Festival di strada di musiche della tradizione orale

 20^ edizione.

 Direzione artistica: Gualtiero Gori

Il festival che cos’è

“La borgata che danza”, conosciuta a Bellaria Igea Marina anche come Festa della Borgata, è un festival dedicato alle antiche forme di musica popolare, in particolare quelle tramandate di generazione in generazione attraverso i modi della comunicazione orale e visiva, senza l’utilizzo della scrittura. Il Festival si propone di riscoprirne il significato nei contesti attuali chiamando a confronto varie realtà impegnate in questo campo nei rispettivi luoghi di appartenenza

Il Festival si tiene ogni anno, a maggio, nel nucleo storico della Borgata Vecchia di Bellaria, nelle vie Ionio e Romea. Si tratta di un importante appuntamento culturale nato nel 1993 su iniziativa del Laboratorio di documentazione e ricerca sociale del Comune di Bellaria Igea Marina in collaborazione con il Comitato Borgata Vecchia. Il suo intento è anche di creare un forte momento di socializzazione nella vita del paese prima del “passaggio” alla stagione turistica estiva, e riportare alla luce il nucleo ottocentesco di Borgo Osteria legandosi alla sua storia e alla sua gente.
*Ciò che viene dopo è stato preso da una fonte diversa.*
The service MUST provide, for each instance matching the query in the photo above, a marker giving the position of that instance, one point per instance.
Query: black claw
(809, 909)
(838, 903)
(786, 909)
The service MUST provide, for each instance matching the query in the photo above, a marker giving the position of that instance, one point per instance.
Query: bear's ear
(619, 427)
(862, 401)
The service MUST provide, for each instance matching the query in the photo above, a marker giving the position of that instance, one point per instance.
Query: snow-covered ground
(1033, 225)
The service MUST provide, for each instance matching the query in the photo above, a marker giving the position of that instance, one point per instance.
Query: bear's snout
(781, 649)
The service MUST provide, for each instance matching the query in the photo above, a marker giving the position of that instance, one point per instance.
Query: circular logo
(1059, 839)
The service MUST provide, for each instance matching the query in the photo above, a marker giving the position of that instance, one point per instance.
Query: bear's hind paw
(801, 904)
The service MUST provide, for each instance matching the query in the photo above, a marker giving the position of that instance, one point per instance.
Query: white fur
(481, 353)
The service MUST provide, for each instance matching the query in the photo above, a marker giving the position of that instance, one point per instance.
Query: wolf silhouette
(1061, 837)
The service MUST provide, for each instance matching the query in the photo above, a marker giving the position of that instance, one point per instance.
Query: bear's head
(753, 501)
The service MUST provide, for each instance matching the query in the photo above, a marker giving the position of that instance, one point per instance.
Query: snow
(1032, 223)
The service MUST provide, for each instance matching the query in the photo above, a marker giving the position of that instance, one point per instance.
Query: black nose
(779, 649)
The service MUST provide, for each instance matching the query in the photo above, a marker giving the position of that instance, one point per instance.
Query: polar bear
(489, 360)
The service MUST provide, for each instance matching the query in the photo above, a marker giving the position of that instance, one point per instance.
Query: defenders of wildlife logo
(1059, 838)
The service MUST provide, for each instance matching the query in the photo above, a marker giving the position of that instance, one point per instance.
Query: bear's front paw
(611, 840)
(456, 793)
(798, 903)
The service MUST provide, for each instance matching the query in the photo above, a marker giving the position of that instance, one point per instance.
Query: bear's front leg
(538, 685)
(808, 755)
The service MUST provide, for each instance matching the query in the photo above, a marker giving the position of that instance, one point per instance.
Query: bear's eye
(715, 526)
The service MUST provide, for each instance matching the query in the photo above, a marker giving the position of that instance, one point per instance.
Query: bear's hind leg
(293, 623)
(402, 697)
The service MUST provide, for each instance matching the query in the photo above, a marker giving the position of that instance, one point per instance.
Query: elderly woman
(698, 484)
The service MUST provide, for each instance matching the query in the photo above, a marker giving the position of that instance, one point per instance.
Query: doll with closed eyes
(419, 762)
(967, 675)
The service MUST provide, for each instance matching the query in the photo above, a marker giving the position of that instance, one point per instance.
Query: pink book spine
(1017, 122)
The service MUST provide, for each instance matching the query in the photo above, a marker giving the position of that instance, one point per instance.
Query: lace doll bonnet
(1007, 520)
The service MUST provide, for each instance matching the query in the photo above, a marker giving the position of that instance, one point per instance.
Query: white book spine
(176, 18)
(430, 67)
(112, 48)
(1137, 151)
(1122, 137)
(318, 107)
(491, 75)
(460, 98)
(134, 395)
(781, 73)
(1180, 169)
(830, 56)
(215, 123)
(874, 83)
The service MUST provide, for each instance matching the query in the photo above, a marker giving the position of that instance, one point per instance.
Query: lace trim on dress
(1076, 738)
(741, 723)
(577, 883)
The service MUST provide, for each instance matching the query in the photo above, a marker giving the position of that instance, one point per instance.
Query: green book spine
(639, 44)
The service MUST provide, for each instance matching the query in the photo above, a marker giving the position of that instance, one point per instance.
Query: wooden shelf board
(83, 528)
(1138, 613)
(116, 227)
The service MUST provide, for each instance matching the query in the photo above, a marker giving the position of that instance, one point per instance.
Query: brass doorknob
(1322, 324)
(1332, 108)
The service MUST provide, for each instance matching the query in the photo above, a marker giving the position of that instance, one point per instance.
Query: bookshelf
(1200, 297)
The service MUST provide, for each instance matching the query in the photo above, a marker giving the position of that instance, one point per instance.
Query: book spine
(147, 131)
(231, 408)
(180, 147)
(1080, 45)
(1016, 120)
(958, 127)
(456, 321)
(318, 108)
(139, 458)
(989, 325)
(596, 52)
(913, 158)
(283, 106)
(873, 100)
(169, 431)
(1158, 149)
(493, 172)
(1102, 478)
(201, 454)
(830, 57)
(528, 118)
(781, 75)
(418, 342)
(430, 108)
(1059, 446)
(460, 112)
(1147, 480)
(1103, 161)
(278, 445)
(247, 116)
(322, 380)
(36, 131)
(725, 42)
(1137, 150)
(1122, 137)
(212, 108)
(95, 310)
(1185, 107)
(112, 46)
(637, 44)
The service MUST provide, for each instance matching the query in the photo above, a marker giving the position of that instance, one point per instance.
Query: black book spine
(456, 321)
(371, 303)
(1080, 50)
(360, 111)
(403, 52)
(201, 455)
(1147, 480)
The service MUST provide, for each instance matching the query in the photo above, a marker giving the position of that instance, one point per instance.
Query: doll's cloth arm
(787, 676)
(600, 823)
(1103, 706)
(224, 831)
La manifestazione, infatti, coinvolge spazi domestici, cortili interni e la storica via Romea, che si trasformano in osterie (da Magnùl, da Guiròin, da Marascòun), dove le famiglie del posto cucinano cibi tradizionali mentre gruppi di suonatori improvvisano canti e balli.

La “borgata che danza” è soprattutto un’occasione di incontro e di confronto fra culture e generazioni diverse, un luogo nel quale le storie e le esperienze artistiche e culturali di cui i gruppi invitati sono portatori trovano un contesto ideale per mettersi alla prova,  e dare nuova vita a linguaggi e forme espressive che appartengono a vissuti popolari nei quali tutti affondiamo le radici.

I gruppi ospiti di quest’anno sono: “La Cumpagnia candande” (Abruzzo); Etnomalìa "nel vivo della festa" (Calabria, Campania, Lazio); Francesco Cavuoto (Puglia); Gli Scarriolanti (Emilia); I Cantatori di San Giovanni Rotondo (Puglia), L’Uva Grisa (Romagna); Organetti di Montalto (Marche); Stefano Valla e Daniele Scurati (Lombardia, Emilia, Piemonte, Liguria); Trio Cluster (Marche, Romagna); Viouloun d’amoun (Piemonte, Valle d’Aosta).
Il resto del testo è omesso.